DermNet NZ 2014
The Zika virus was initially isolated in 1947 in a rhesus monkey in the Zika forest of Uganda. The first documented human outbreak occurred in 2007 in the Federated States of Micronesia and was followed by another outbreak in 2013 through 2014 in the nearby Pacific Island nations. The Zika virus outbreak in Africa, Asia, the Americas, and the Pacific has drawn attention to the virus in the media and medical community. As of February 10, 2016, 52 travel-related cases of Zika virus have been reported in the United States.
What is Zika virus?
Zika virus causes an infection that is mainly spread by the bite of tropical zika virus-carrying mosquitoes. It presents as a flu-like illness rather similar to dengue fever, but not as severe. Rash is a prominent feature. There is current concern because birth defects have been reported after zika infection of pregnant women. Pregnant women should take special precautions if travelling to affected areas.

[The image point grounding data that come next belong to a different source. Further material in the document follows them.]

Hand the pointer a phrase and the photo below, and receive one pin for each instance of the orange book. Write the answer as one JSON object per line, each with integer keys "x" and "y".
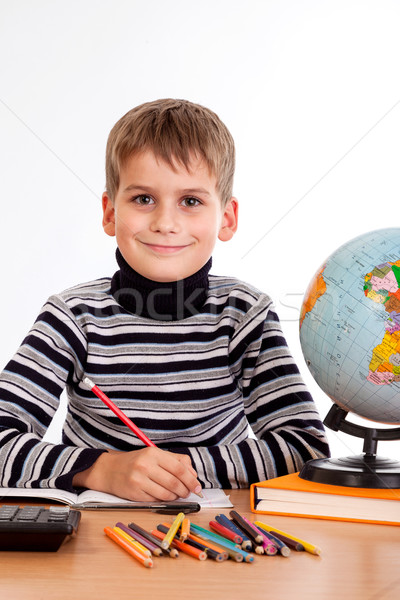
{"x": 292, "y": 496}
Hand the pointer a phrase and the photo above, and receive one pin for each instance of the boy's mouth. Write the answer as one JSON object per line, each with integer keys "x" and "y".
{"x": 165, "y": 249}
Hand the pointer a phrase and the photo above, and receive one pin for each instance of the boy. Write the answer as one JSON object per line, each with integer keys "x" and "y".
{"x": 191, "y": 358}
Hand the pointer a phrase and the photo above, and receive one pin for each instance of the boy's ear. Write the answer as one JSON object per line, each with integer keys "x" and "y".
{"x": 108, "y": 215}
{"x": 229, "y": 220}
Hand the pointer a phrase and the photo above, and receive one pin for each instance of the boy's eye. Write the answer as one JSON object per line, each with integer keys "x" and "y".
{"x": 191, "y": 202}
{"x": 143, "y": 200}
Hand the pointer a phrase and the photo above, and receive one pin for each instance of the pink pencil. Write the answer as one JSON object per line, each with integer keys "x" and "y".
{"x": 118, "y": 412}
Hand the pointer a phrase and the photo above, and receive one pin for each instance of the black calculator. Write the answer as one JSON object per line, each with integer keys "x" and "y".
{"x": 36, "y": 528}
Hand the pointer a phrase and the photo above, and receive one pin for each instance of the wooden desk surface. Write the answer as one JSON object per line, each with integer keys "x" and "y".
{"x": 358, "y": 561}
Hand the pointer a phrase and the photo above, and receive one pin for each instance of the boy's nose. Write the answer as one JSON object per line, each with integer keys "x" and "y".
{"x": 165, "y": 220}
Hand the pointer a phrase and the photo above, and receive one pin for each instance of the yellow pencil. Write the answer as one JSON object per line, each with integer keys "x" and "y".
{"x": 307, "y": 546}
{"x": 169, "y": 536}
{"x": 185, "y": 529}
{"x": 145, "y": 560}
{"x": 132, "y": 541}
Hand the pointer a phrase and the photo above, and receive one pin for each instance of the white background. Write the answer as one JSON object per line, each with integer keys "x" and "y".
{"x": 310, "y": 90}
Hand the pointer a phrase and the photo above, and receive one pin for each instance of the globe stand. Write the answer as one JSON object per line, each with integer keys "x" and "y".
{"x": 366, "y": 470}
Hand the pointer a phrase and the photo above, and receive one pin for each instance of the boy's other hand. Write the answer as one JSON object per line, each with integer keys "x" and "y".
{"x": 142, "y": 475}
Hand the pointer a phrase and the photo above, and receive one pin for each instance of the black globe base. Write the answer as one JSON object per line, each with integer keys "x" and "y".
{"x": 365, "y": 470}
{"x": 354, "y": 471}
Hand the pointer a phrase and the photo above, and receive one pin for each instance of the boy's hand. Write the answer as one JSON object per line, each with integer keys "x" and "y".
{"x": 143, "y": 475}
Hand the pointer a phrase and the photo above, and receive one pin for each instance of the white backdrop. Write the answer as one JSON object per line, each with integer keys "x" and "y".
{"x": 309, "y": 89}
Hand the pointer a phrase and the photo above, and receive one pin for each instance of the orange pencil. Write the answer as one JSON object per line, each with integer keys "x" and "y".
{"x": 195, "y": 552}
{"x": 144, "y": 560}
{"x": 185, "y": 529}
{"x": 225, "y": 532}
{"x": 207, "y": 543}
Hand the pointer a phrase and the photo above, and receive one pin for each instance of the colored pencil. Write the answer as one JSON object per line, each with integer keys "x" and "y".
{"x": 281, "y": 546}
{"x": 145, "y": 551}
{"x": 183, "y": 546}
{"x": 122, "y": 416}
{"x": 247, "y": 544}
{"x": 225, "y": 532}
{"x": 138, "y": 432}
{"x": 200, "y": 544}
{"x": 246, "y": 526}
{"x": 154, "y": 549}
{"x": 169, "y": 536}
{"x": 144, "y": 560}
{"x": 209, "y": 544}
{"x": 146, "y": 534}
{"x": 307, "y": 546}
{"x": 185, "y": 529}
{"x": 223, "y": 542}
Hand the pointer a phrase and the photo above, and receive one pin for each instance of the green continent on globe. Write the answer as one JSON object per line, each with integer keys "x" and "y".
{"x": 382, "y": 286}
{"x": 315, "y": 290}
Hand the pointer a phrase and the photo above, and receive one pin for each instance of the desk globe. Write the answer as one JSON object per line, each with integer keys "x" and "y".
{"x": 350, "y": 338}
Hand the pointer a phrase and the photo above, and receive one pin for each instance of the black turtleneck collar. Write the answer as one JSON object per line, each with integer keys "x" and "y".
{"x": 163, "y": 301}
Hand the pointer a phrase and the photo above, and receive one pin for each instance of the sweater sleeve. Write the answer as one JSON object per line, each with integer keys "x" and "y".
{"x": 51, "y": 357}
{"x": 286, "y": 429}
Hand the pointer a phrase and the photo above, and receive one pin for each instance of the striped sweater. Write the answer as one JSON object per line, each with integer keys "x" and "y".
{"x": 197, "y": 385}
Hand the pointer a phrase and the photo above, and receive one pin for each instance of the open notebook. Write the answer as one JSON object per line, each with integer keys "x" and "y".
{"x": 213, "y": 498}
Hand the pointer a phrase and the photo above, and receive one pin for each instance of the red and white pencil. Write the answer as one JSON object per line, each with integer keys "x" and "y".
{"x": 138, "y": 432}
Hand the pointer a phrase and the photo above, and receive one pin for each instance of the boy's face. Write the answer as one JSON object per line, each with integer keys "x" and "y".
{"x": 166, "y": 221}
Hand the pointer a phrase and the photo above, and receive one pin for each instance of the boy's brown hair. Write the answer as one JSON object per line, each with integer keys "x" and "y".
{"x": 175, "y": 130}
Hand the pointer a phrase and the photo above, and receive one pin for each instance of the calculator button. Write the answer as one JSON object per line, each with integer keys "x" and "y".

What are the clinical features of Zika virus infection?
Zika virus infection arises about 10 days after a bite from an infected mosquito. It results in headache, mild fever, chills, conjunctivitis (red eyes), joint and muscle aches and rash. Other non-specific symptoms may include headache, fatigue, malaise, abdominal pain and vomiting.
Zika virus infection usually recovers within a week.
What does the Zika virus rash look like?
The rash associated with zika virus is maculopapular (flat and bumpy spots), either morbilliform (small spots) or scarlatiniform (smaller ones). It starts on the face on the first day of illness and spreads all over the body. It begins to fade within 2-3 days and is gone completely within a week.
At the same time, the eyes become sore and red and may be sensitive to the light.